Precious was put on medication again. Since she had not told her boyfriend about her status, she kept the medication at her niece’s place and went there each day for her dose. Whenever she ran out of medication, her niece would collect it on her behalf. But this arrangement only lasted for a year. She said she found out that her niece had been revealing her status and so she quit taking her medication again, this time for six years.

It was when she moved to Harare to resume sex work in 2022 that things changed. Precious attended an outreach programme conducted by New Start Centre, an organisation that offers HIV testing and counselling services, where she learned about the importance of staying on medication and the risks of reinfection. She then resumed her medication.

Precious believes that her health could have worsened had she not resumed treatment. But she still opts to keep her status a secret because of stigma. If people found out, the news would spread fast, she said.

“I make sure that I take my medication in the morning to ensure that even if I bring a client home, they will not know about my status,” she said. “Even if they sleep over, I always find tricks to take my treatment without them noticing.”

The main cause of increased stigma and discrimination, Mwareka said, was lack of knowledge. He says in the 1990s and early 2000s, there was a lot of investment in HIV messaging in both print and broadcast media.

“Every corner you passed had a poster about HIV/Aids. But this is not the case anymore,” he said. “We relaxed a bit thinking that we had won the war, but the effects are now coming out.”

Owen Mugurungi, who directs the Health and Child Care ministry’s Aids and tuberculosis unit, finds the rise in stigma and discrimination worrying. He blames misconceptions and false information around HIV spreading through social media. The government will ramp up its efforts to address the issue by ensuring proper information is available on all media channels, including social media platforms, he said.

“We want it to be at zero stigma or less than 5% and the key driver for us to do it is through community education,” he added.

Mwareka would like to see a return to robust HIV awareness campaigns. But while ZNNP+ leads awareness campaigns and HIV disease management programmes, he says, they have limited resources and cannot cover the whole country.

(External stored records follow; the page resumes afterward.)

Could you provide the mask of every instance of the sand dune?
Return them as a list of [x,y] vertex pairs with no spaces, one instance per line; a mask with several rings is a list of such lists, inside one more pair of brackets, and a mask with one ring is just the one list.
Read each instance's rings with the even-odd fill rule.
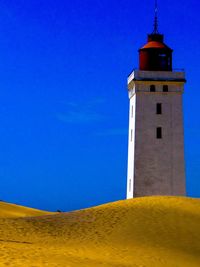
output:
[[26,208],[23,206],[5,203],[0,201],[0,218],[15,218],[53,214],[51,212]]
[[200,266],[198,199],[146,197],[45,214],[0,203],[0,266]]

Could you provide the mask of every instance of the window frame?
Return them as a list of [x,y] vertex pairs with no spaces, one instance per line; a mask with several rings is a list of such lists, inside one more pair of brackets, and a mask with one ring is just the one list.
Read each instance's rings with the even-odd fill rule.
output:
[[162,115],[162,103],[157,103],[156,104],[156,114],[157,115]]
[[150,92],[156,92],[156,86],[155,84],[150,85]]
[[162,139],[163,138],[162,127],[157,127],[156,128],[156,138],[157,139]]

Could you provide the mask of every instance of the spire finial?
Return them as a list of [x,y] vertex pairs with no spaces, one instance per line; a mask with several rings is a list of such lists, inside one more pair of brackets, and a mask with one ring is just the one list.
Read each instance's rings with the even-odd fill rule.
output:
[[158,1],[155,0],[155,18],[154,18],[153,33],[158,34]]

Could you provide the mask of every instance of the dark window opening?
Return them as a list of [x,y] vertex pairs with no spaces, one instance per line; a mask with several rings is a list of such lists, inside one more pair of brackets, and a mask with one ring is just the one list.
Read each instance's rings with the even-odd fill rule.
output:
[[168,91],[169,91],[168,85],[163,85],[163,92],[168,92]]
[[156,114],[162,114],[162,104],[158,103],[156,105]]
[[156,91],[155,85],[150,85],[150,92],[155,92],[155,91]]
[[156,137],[157,137],[157,139],[161,139],[162,138],[162,128],[161,127],[158,127],[156,129]]

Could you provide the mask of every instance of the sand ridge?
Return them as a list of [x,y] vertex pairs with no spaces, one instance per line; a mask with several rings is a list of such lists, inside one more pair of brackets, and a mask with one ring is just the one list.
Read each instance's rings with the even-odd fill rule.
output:
[[200,200],[145,197],[70,213],[4,216],[0,266],[199,267]]

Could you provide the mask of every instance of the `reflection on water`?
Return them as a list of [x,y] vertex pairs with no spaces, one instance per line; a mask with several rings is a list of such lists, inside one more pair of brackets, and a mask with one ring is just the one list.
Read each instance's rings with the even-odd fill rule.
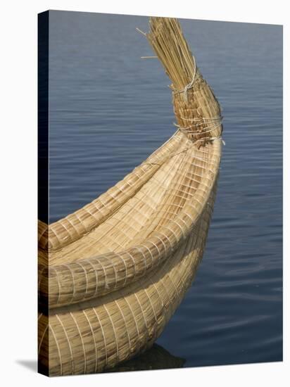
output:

ZNNP+ is not the only one affected by lack of resources. A weak economy has caused the Zimbabwe government to invest less in HIV prevention as well, according to 2022 planning documents for the United States President’s Emergency Plan for Aids Relief programme in Zimbabwe, which notes that “declining economic conditions and fiscal space have exacerbated the difficulties in mobilising domestic resources for health, a plight that has been exaggerated further by the COVID-19 pandemic.”

Caroline, who also asked to use her first name for fear of stigma, believes that although stigma and discrimination are still rife in Zimbabwe, things have slightly improved. The soft-spoken mother of one said when she was diagnosed with HIV in 2008, even her family members were too embarrassed to escort her to hospital. As a result, she missed some appointments. But she was lucky because, at the time, hospital staff followed up if she missed checkups.

At home, the 39-year-old said she had a designated plate, cup and spoon and that no one wanted to use the same plate as her.

“I had a niece that I took care of since she was 3 months. She got used to being around me. We could eat from the same plate. But when I was sick, her mother beat her for eating from my plate, assuming she would get infected,” Caroline said. “It affected me deeply.”

Even when she got better and did not appear visibly sick, the stigma did not stop. “The times I went to fetch water at a well in my neighbourhood, people would say if I fetched the water, I may cough and the virus will contaminate the water,” she said.

At least people are now accepting that a person with HIV can live longer, she said, while before, they viewed it as a death sentence.

Despite the prevalence of stigma, Caroline still holds out hope. “We will get to a point where we will be able to eliminate HIV — if people adhere to medication, and maybe an injection that one may get once a year will help ensure that people adhere to treatment,” she said.